To determine the efficiency of the systems, we quantified the resulting components of processed lipoaspirate. The fat fraction volume from PWAS was found to be significantly greater than RLDS. Our data add to evidence from Salinas et al who demonstrated that the mesh/gauze technique was just as effective as centrifugation at removing undesirable components and concentrating lipoaspirate without requirement of cumbersome centrifugation.[19]

Trypan blue dye exclusion test demonstrated that average viability of adipocytes from PWAS was similar to RLDS (P = 0.05). Medina et al reported that fat washed with P188 had significant improvement in graft survival in terms of weight, cell viability, DNA content, and on histology.[17]

The PWAS processed samples were the most concentrated samples with the highest viability, indicating that the PWAS is as effective at cleaning lipoaspirate as RLDS. A further advantage of PWAS is that it is designed to process a large volume (700 mL) of lipoaspirate in a single harvest, lowering the overall surgical time required.
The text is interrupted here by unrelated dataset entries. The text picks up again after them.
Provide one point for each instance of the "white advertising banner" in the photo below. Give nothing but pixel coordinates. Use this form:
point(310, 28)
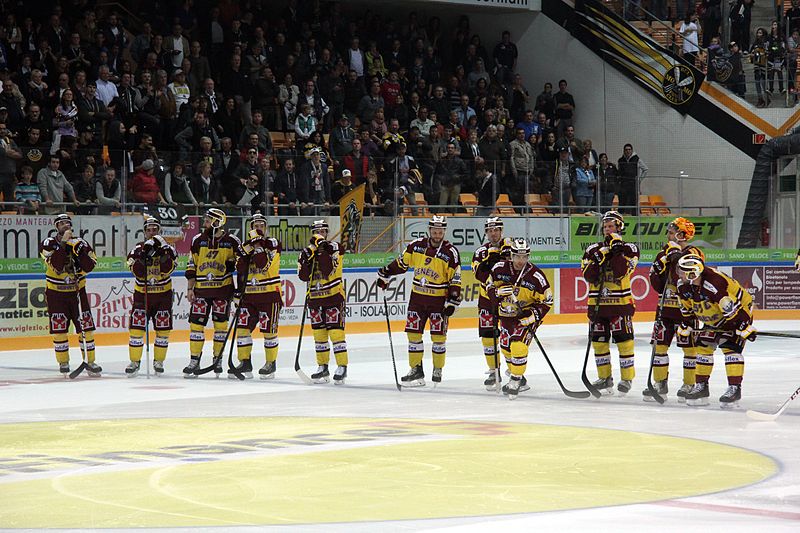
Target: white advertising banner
point(544, 234)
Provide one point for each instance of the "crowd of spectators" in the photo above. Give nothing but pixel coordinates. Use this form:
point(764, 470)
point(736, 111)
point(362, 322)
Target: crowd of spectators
point(100, 111)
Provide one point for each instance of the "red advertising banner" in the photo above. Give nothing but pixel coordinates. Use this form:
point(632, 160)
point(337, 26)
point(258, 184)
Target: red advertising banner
point(575, 290)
It should be noted that although some studies have shown that distinct harvesting techniques result in different outcomes,[20-22] other studies support that the harvesting procedure does not affect future graft survival.[23,24] Consequently, although we have shown that both systems process lipoaspirate equally efficiently, the clinical significance of this study cannot be determined. The fat processed from these systems was not grafted to assess outcomes in terms of volume retention and fat graft survival, and, hence, warrants a future study.

As this system is not yet commercially available, information on its clinical experience has not yet been reported. This bench top experiment was designed to simulate clinical use. We found both systems easy to use, but felt that PWAS was more stable on a table and easier to use in terms of removing the processed fat.

This is reported as a preclinical study and is limited by not being able to blind the 2 systems and the potential bias due to funding of the study. Future clinical trials will be needed to quantify the final results of these systems including volume retention and tissue elasticity. In clinical practice, these less labor-intensive devices may be more efficient for large-volume fat grafting procedures.